Por manera que, en salvaguarda del principio de autonomía judicial, correspondía realizar un nuevo análisis de los presupuestos procesales, los cuales no se encontraron satisfechos en su totalidad, conllevando a la revocatoria de lo ordenado por el A quo, en los términos descritos en el párrafo precedente, sin que, con ello, se desconozcan las garantías del debido proceso, ni el derecho de defensa y contradicción de las partes y, mucho menos, el acceso a la administración de justicia. Corolario de lo expuesto, y sin necesidad de adicionales argumentaciones, la Sala REVOCARÁ la sentencia recurrida, mediante la cual se denegaron las pretensiones y, en su lugar, DECLARARÁ de oficio la excepción de ineptitud sustancial de la demanda, al omitir cuestionar el acto administrativo que debió demandarse […]”. [Negrilla original del texto y subrayado fuera del texto]. 36.
Las transcripciones anteriores permiten evidenciar que el juez ordinario declaró probada la excepción de ineptitud sustancial de la demanda, al considerar que los actos demandados no eran susceptibles de control jurisdiccional. 37. En ese orden de ideas, la Sala estima que la tutela no cumple con la carga mínima argumentativa porque los fundamentos de la decisión cuestionada no guardan relación con los argumentos que se exponen en el escrito de tutela, dado que en la sentencia proferida por la autoridad judicial accionada no se analizó si la accionante tenía o no la condición de prepensionada; sino que únicamente estudió si los actos demandados eran susceptibles de control judicial. 38.
Sin perjuicio de lo anterior, y en razón a que la decisión cuestionada declaró la ineptitud sustancial de la demanda y se abstuvo de emitir un pronunciamiento de fondo, la Sala considera que la accionante tendría a su disposición el recurso de extraordinario de revisión, en caso de considerar que se profirió un fallo inhibitorio18. 39.
Con fundamento en lo anterior, esta Sección declarará la improcedencia de la solicitud de amparo al no cumplir el requisito general de relevancia constitucional.
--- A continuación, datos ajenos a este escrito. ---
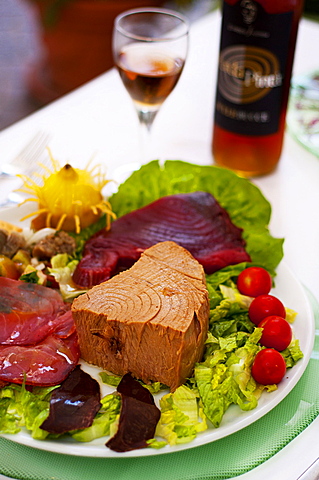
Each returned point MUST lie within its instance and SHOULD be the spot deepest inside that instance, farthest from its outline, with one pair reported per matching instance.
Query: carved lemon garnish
(68, 198)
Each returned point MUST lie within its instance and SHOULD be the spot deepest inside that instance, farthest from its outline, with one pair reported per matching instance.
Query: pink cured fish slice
(30, 312)
(38, 344)
(195, 221)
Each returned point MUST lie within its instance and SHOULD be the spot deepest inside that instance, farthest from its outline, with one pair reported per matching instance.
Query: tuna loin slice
(195, 221)
(150, 321)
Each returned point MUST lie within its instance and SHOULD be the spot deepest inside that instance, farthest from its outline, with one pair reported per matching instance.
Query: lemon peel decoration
(68, 198)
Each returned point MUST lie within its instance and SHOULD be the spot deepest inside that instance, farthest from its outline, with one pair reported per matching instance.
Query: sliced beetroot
(195, 221)
(138, 418)
(74, 404)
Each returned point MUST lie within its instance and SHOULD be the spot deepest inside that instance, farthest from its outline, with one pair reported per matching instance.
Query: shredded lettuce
(20, 407)
(105, 421)
(182, 416)
(62, 268)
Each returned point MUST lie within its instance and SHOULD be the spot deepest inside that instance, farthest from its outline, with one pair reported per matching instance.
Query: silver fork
(25, 161)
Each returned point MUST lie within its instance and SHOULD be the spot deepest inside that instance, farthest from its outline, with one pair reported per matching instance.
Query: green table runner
(225, 458)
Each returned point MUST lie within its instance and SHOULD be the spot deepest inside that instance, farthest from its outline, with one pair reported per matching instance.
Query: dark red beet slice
(195, 221)
(138, 419)
(74, 404)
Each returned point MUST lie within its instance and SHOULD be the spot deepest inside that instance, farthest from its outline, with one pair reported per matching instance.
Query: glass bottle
(257, 45)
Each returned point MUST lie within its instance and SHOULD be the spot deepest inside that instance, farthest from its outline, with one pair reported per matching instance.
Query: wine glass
(149, 48)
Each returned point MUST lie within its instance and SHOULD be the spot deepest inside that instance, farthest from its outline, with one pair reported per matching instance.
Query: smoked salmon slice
(150, 320)
(195, 221)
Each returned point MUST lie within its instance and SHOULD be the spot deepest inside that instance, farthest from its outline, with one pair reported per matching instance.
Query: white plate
(289, 290)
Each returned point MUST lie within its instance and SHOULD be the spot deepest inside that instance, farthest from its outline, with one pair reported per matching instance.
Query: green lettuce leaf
(224, 378)
(105, 421)
(182, 416)
(243, 201)
(22, 408)
(62, 268)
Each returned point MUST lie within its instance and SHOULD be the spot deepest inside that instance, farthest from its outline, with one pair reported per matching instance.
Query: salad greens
(244, 202)
(223, 376)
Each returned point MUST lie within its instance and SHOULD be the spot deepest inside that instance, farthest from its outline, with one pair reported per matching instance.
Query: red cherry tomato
(254, 281)
(276, 334)
(263, 306)
(269, 367)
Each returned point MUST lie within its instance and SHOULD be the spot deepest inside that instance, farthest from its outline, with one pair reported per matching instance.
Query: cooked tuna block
(150, 321)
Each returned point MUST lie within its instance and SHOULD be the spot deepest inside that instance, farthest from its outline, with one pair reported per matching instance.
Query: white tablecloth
(99, 119)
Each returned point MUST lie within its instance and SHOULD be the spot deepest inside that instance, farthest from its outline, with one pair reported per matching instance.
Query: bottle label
(253, 55)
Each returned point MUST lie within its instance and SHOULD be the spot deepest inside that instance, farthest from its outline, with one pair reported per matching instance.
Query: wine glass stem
(146, 120)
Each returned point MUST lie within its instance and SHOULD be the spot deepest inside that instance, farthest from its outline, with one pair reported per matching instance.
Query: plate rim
(247, 418)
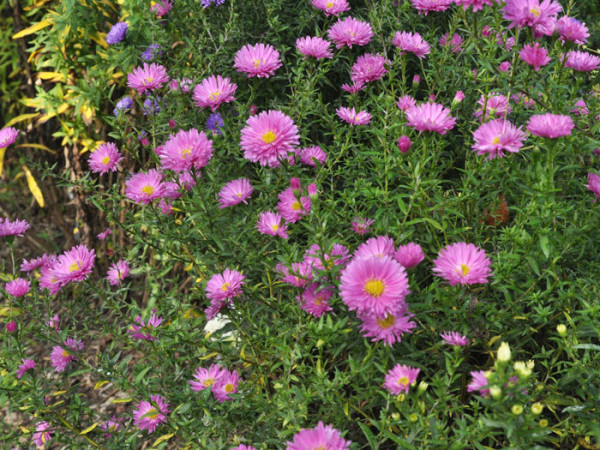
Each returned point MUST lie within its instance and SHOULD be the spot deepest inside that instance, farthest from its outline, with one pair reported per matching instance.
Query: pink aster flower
(388, 329)
(462, 263)
(361, 226)
(258, 60)
(409, 255)
(582, 61)
(541, 16)
(105, 159)
(16, 228)
(399, 379)
(571, 29)
(74, 265)
(18, 287)
(28, 364)
(430, 117)
(425, 6)
(535, 56)
(594, 184)
(476, 4)
(8, 135)
(550, 125)
(379, 246)
(226, 385)
(145, 187)
(494, 104)
(455, 43)
(270, 223)
(368, 68)
(234, 192)
(405, 102)
(268, 137)
(319, 437)
(206, 377)
(118, 272)
(62, 356)
(454, 338)
(412, 43)
(352, 117)
(213, 91)
(478, 383)
(495, 137)
(311, 155)
(314, 298)
(292, 206)
(314, 47)
(374, 286)
(226, 285)
(160, 7)
(331, 7)
(149, 415)
(144, 331)
(147, 78)
(42, 434)
(186, 150)
(350, 31)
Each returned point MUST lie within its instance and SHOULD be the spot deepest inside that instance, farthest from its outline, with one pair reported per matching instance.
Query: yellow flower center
(269, 137)
(402, 381)
(374, 288)
(386, 323)
(148, 190)
(463, 270)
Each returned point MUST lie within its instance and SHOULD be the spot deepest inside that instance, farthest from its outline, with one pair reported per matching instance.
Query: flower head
(462, 263)
(350, 31)
(145, 187)
(105, 158)
(317, 438)
(535, 56)
(400, 378)
(234, 192)
(258, 60)
(270, 223)
(352, 117)
(268, 137)
(147, 78)
(550, 125)
(213, 91)
(8, 135)
(412, 43)
(118, 272)
(16, 228)
(150, 414)
(18, 287)
(205, 378)
(117, 33)
(430, 117)
(375, 286)
(314, 47)
(495, 137)
(454, 338)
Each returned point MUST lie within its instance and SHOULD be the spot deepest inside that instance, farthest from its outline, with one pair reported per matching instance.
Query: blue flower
(117, 33)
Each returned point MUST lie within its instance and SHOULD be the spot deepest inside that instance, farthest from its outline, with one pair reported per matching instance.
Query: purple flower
(117, 33)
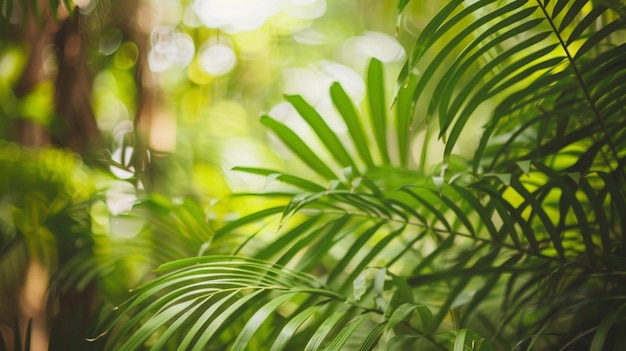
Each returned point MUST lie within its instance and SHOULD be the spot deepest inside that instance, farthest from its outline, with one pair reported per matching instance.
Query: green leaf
(288, 331)
(371, 341)
(259, 317)
(460, 340)
(296, 145)
(327, 326)
(345, 333)
(377, 105)
(325, 134)
(299, 182)
(359, 286)
(353, 123)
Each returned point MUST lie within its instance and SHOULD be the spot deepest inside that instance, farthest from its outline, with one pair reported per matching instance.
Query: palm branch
(517, 244)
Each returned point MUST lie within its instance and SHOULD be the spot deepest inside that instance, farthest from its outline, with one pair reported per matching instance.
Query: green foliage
(516, 242)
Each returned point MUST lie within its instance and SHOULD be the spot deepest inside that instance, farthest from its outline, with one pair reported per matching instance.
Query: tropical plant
(516, 244)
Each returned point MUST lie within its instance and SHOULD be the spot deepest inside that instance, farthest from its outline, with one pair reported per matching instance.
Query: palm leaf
(522, 229)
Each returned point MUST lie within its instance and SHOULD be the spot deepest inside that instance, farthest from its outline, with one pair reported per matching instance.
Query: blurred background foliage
(131, 139)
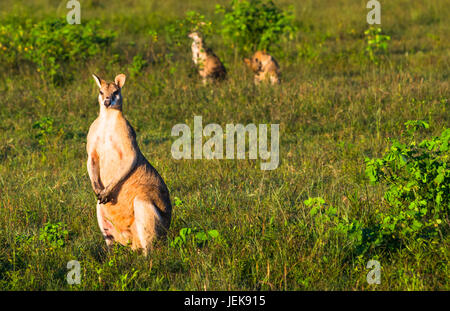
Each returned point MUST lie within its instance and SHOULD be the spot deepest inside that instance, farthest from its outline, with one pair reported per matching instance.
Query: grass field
(335, 108)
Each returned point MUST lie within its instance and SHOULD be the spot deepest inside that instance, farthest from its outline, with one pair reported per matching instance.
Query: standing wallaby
(209, 65)
(133, 206)
(265, 67)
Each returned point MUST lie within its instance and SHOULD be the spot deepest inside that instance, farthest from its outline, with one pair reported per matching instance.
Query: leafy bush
(255, 24)
(54, 234)
(14, 37)
(44, 128)
(194, 236)
(377, 43)
(417, 176)
(418, 179)
(137, 65)
(51, 43)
En mérito de lo expuesto, el Consejo de Estado, Sala de lo Contencioso Administrativo, Sección Primera, administrando justicia en nombre de la República y por autoridad de la Ley, 18 Consejo de Estado, Sala de lo Contencioso Administrativo, Sección Primera, Sentencia de 14 de noviembre de 2024, Exp., 11001-03-15-000-2024-03731-01, C.P.: Nubia Magoth Peña Garzón. 15 Radicación: 11001-03-15-000-2024-05825-00 Accionante: María Girlesa Aidee Villegas Muñoz FALLA:
PRIMERO: DECLARAR IMPROCEDENTE la presente acción de tutela, por las razones expuestas en la parte motiva de esta providencia.
SEGUNDO: NOTIFICAR esta providencia por el medio más expedito, en los términos de los artículos 16 y 30 del Decreto Ley 2591 de 1991.
TERCERO: En caso de no ser impugnada la presente providencia, REMITIR el expediente a la Corte Constitucional para su eventual revisión. Se deja constancia que la anterior sentencia fue leída, discutida y aprobada por la Sala en la sesión de la fecha.
NOTIFÍQUESE Y CÚMPLASE, GERMÁN EDUARDO OSORIO CIFUENTES Consejero de Estado Presidente OSWALDO GIRALDO LÓPEZ Consejero de Estado NUBIA MARGOTH PEÑA GARZÓN Consejera de Estado HERNANDO SÁNCHEZ SÁNCHEZ Consejero de Estado CONSTANCIA: La presente providencia fue firmada electrónicamente por los integrantes de la Sección Primera en la sede electrónica para la gestión judicial SAMAI.
En consecuencia, se garantiza la autenticidad, integridad, conservación y posterior consulta, de conformidad con la ley.